個人情報保護法を知っている人の過半数が緊急連絡網など名簿の作成が中止され、日常生活が不便になったと感じている

これについては記事中でも触れているが、個人情報保護法を正しく解釈すると、保護者の同意があれば連絡網を作ることができる。こういったことを教育委員会・学校は正しく理解しているのだろうか? 過保護である。

それ以前に、この記事を書いた記者は「個人情報の保護に関する法律」では、「個人情報取扱事業者」を「個人情報データベース等を事業の用に供している者(国、地方公共団体等のほか、取り扱う個人情報が少ない等の一定の者を除く)」と定義していることを知っているのだろうか?

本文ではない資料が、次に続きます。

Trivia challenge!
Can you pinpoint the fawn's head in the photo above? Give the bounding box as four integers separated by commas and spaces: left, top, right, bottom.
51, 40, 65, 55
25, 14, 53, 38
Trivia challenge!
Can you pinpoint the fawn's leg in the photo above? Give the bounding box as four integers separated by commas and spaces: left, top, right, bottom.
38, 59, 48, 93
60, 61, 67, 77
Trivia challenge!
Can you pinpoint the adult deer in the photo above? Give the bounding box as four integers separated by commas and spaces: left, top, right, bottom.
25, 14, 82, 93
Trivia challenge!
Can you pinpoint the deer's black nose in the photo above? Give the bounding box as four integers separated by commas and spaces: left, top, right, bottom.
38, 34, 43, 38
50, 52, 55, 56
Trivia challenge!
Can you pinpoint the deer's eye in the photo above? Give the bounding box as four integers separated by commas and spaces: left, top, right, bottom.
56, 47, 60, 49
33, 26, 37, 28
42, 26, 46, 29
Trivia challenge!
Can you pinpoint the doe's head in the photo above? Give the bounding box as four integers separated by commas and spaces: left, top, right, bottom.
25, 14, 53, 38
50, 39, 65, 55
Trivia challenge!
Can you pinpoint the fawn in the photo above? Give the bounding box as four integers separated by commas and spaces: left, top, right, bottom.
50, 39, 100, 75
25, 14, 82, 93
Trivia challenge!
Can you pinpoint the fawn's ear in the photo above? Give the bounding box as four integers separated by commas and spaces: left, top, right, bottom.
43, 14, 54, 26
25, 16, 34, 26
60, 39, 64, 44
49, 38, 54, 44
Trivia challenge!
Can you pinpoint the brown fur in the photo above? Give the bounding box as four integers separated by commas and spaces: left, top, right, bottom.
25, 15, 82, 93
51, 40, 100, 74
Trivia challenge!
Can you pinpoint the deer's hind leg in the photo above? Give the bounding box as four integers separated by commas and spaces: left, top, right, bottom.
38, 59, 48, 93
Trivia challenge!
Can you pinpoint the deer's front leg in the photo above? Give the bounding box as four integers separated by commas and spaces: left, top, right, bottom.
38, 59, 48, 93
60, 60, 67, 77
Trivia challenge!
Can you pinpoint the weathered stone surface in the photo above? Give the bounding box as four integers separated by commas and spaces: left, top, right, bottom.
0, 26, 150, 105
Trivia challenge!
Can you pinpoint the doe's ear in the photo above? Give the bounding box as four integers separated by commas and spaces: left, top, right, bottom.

この定義からすると公立学校の場合は「個人情報保護法」ではなく、「行政機関の保有する個人情報の保護に関する法律」と地方公共団体が制定している「個人情報保護条例」に沿って行動するべきはずだ。

新聞社もこの辺りを正確に記事にして欲しい。

個人情報保護と子供の安全をどう両立させるのかということをきちんと現場で議論した上で、このような「個人情報過保護」を選択したのかということまで取材した記事を見たことがない。

単に内閣府世論調査の結果を記事にするのではなく、更に踏み込んだり、誤解を解くなどの努力の跡が見える記事にしてもらいたいものだ。

この記事も教材にできると思うので、保存しておこう。